Me: “In this day and age, I can summon almost any information I want in the blink of an eye. I’m one click away from all the answers I could ever need. There is no knowledge beyond my grasp.”
Also me: “I have no idea what day it is.”
cashier: “would you like to donate to fight hunger?”
me: “oh, hunger wants to rumble?”
*dip knuckles in syrup & then in Cheerios
“im ready”
If someone catches you doing something inappropriate don’t stop, just do it slowly while keeping eye contact.
Ad placement of the day
#ooh
“Man, what’s eating you today?
*looks down*
I Don’t know…. GET IT OFF OF ME!!!
I know repetitive noises irritate people so I’m surprised there weren’t more rage-induced murders back when typewriters were being used
Sucking someone’s finger is supposed to be seductive, but my dentist just seemed pretty upset.
wife: we’re hanging out with hannah and her husband tonight
me: ugh why? that dude sucks, all he talks about is horses
wife: i’m sure he’ll have something else to talk about this time
[later]
hannah’s husband: hey
me: that’s it i’m out
I don’t know if my neighbour is having sex or disciplining her dog.
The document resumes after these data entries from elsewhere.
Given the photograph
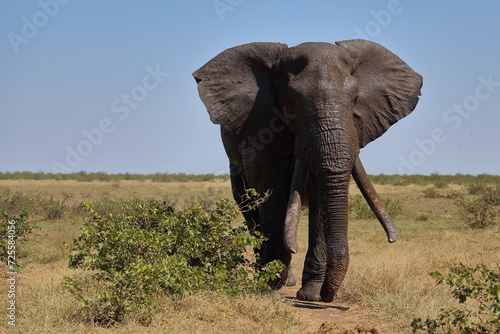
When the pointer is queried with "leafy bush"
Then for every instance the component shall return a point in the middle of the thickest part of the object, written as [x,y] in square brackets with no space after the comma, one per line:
[479,212]
[477,283]
[12,230]
[150,248]
[361,210]
[422,217]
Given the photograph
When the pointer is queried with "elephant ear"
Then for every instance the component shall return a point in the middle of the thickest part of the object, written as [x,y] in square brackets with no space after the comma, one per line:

Either way, I’ve paused Downton Abbey to crack the case.
I was sad until I automatically connected to the local McDonald’s WiFi, then I was ~extra~ sad.
[on a date]
him: I just want someone who isn’t obsessed with their phone
me: *slowly slides the 20 ft charger I was about to plug into the restaurant wall back into my purse*
(me hosting a paranormal show): you look like you’ve seen a ghost!
Director: for the tenth time please stop saying that
[skydiving, first jump]
INSTRUCTOR: everyone ready?
EAGLE: yes.
HAWK: check.
SPARROW: ready.
PENGUIN: this is a really bad idea.
If I want to get back at you for slighting me, I’m not going to embarrass you or insult you. I smoke, I rarely exercise, I eat tons of red meat, and I drank to excess nearly every day for 30+ years. I’ll make you my emergency contact
[Therapy]
Me: What do you mean “boundary issues?”
Therapist (gently pushing me off his lap): Why don’t you put some clothes on & we’ll talk?